第450回 静かに退職する若者たち
先日私は『静かに退職する若者たち』というタイトルの本のダイジェスト文を読みました。私の会社では「若者」と呼ばれる年代のスタッフがおりませんので,直接にはわかりませんが,以前大学の教授をしていた友人に以下のような話を聞き,今どきの大学生の考え方に驚いたことがあります。
例えば大学の講義で,「何か質問はありますか」と問いかけても,まず返答はありません。自分だけが反応すると,目立ってしまうからです。また,もし講義中に一人の学生を褒めようものなら,後で「皆の前で褒めないで下さい」と言われることすらあるようです。多くの大学生は自己肯定感が低く,自分に自信がないため,人前で褒められることに「圧」を感じるようです。
この本の著者によれば,今の学生は対大人向けコミュニケーションの定番スタイルのパターンをもっているとのことです。例えば,「何かあったらいつでも相談してね」と言われたら,「はい,ありがとうございます」と卒なくその場に適した返答をするなどのパターンです。つまり,本音を明かさず,目立たず,その他大勢の中に埋もれていたい,などの傾向です。これを「いい子症候群」と呼ぶそうです。この傾向をもつ若者の中には,「一定の意欲を見せつつ,仕事を卒なくこなすが,それ以上の目立つ行動はしない」とか,「大きな理由がないようなのに退職してしまう」などのタイプの人もいるようです。
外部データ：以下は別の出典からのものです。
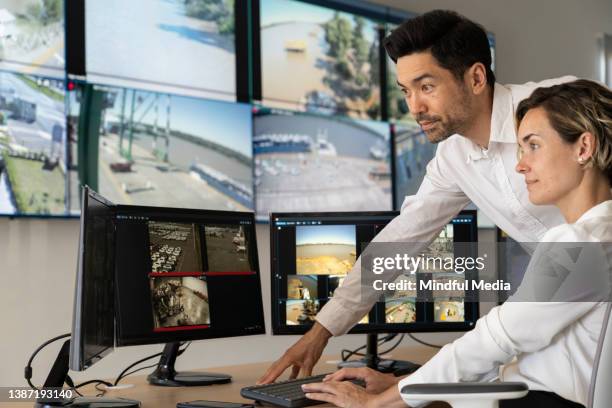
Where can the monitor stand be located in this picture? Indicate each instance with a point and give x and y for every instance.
(373, 360)
(166, 375)
(56, 379)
このようなタイプの若者に対して,上司が何よりも優先して鍛えるべきスキルは,「フィードバック」だそうです。例えば,新人の若者が会議で資料を提出して発表したとします。その時に行うべき上司のフィードバックの例は次のようなものだそうです。詳しくは本書に譲りますが,このフィードバックには5つのポイントが押さえられているとのことです。
「さっき会議で出した資料の冒頭の部分,私としては読みやすくてすごく良かったと思う。あれ,誰かに教わったの?それとも自分で考えたの?」
私たちの若い頃ならば,「仕事は上司のふるまいをよく観察して,盗んで覚えろ」などの風潮が一般的でした。しかし最近は,ここまで気を遣って腫れ物に触るように接しなければ,長続きしてもらえないようです。「すぐ会社を辞めてしまって,次に行ってもまた同じことにならないだろうか。そんな若者に明るい将来が控えているのだろうか」などと思ってしまうのは,単なる年寄りの老婆心なのでしょうか。